The U.S. Education Department has decided to abandon two No Child Left Behind (NCLB) waiver requirements, with education advocates warning that the decision will hurt disadvantaged students.
In August, the Department announced that by October 2015 it would require states to use teacher evaluation data to ensure that poor and minority students are not taught by ineffective teachers at a higher rate than their peers.
The Department had also planned to mandate that states and districts improve the use of federal Title II funds for professional development, with a requirement that districts spend the money on “evidence-based” programs and link them to new college- and career-ready standards, according to Michele McNeil of Education Week.
Now, the Department said it is not only doing away with those two requirements, but also shortening the renewals from two years to one year, writes Allie Bidwell of US News.
Department officials said they plan to develop a 50-state strategy that is not limited to the 42 states plus the District of Columbia that have waivers.

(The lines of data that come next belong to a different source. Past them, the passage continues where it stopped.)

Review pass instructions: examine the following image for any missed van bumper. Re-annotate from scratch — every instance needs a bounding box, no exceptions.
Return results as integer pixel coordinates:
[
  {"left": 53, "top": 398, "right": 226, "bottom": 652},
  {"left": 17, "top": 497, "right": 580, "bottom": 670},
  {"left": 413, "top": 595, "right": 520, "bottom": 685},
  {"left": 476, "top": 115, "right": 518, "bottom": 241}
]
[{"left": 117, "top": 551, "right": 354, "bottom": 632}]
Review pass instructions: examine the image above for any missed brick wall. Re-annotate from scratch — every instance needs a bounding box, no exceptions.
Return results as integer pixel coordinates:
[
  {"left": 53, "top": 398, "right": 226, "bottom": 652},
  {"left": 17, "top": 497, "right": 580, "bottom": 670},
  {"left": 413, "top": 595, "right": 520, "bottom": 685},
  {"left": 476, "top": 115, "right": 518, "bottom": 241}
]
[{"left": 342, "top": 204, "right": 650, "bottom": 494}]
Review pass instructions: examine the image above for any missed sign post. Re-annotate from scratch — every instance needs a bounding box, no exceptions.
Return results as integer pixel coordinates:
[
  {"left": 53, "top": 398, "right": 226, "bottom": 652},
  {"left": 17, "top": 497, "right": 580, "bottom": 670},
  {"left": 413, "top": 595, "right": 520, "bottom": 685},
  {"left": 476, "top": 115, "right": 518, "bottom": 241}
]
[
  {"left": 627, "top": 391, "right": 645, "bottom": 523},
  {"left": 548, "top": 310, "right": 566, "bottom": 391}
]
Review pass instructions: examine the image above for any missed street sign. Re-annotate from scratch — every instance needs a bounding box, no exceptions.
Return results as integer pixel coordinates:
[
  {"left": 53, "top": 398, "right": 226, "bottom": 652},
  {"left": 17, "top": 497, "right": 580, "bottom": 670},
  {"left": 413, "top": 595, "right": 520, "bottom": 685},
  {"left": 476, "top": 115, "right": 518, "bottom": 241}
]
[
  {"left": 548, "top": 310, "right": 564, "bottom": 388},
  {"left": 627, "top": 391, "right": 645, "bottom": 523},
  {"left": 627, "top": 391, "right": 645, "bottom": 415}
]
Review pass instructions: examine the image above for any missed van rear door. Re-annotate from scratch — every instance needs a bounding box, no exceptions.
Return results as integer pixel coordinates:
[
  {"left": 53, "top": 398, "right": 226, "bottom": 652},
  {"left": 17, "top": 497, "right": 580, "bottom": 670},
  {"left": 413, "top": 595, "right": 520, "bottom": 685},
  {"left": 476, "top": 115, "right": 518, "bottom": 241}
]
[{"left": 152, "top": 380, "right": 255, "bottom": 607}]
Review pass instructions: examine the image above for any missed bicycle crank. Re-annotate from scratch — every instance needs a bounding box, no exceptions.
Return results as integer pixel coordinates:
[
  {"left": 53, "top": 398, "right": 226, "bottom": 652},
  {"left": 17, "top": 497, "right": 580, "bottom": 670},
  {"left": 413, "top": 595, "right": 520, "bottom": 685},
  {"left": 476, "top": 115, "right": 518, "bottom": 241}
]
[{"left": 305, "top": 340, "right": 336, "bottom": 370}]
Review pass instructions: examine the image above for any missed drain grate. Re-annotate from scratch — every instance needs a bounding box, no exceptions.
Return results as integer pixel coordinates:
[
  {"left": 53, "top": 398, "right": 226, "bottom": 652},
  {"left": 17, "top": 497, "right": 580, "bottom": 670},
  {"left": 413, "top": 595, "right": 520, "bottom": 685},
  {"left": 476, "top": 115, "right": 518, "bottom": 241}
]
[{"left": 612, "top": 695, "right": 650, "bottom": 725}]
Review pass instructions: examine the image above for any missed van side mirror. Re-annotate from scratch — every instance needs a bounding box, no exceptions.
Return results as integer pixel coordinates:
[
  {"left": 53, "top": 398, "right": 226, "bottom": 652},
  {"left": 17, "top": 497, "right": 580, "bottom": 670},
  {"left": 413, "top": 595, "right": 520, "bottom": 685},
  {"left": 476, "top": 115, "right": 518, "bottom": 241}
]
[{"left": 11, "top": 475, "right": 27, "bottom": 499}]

According to Department officials, by the end of January, they will have begun a process of putting teeth into existing Title I and Title II laws.
The waiver renewals have also been amended to be for only one year, from the original plan of a two-year extension. States will have until the end of February — or 60 days after they get their federal monitoring report— to apply for a waiver extension.
Kati Haycock, president of The Education Trust, an advocacy group that focuses on closing achievement gaps, said in a statement that the guidelines would have addressed “glaring problems” with its initial waiver process, and that the decision to remove those requirements was “baffling – and extremely disappointing.”
“Through its actions today, the Department allows states to continue giving schools top ratings regardless of how student groups perform,” Haycock said. “And it also allows them to keep sweeping under the rug the gaps in teacher quality that contribute so heavily to long-standing achievement gaps.”
According to Melissa Lazarin, director of education policy at the Center for American Progress, the Department could be responding to the myriad changes already undertaken by the states.
Many states are implementing the Common Core State Standards, developing new assessments to align with those standards, and as a result of the initial NCLB waiver process are working to redesign their teacher evaluation and accountability systems.
“At the same time, the traditional federal role has always been to focus and look out for the most disadvantaged students,” Lazarin said. “I think it will be very important for the department to outline a clear process and timeframe for addressing, in particular, the need to ensure that every student has equitable access to a great teacher.”
The Department began issuing waivers for the act, formally known as the Elementary and Secondary Education Act, in 2011. Since then, 42 states, the District of Columbia, and eight California school districts have been approved, and of those states, 34 and the District of Columbia have waivers that will expire at the end of this school year.
The states are now required to present plans showing the conditions for the original waivers were being met now, as well as for the 2015-16 school year.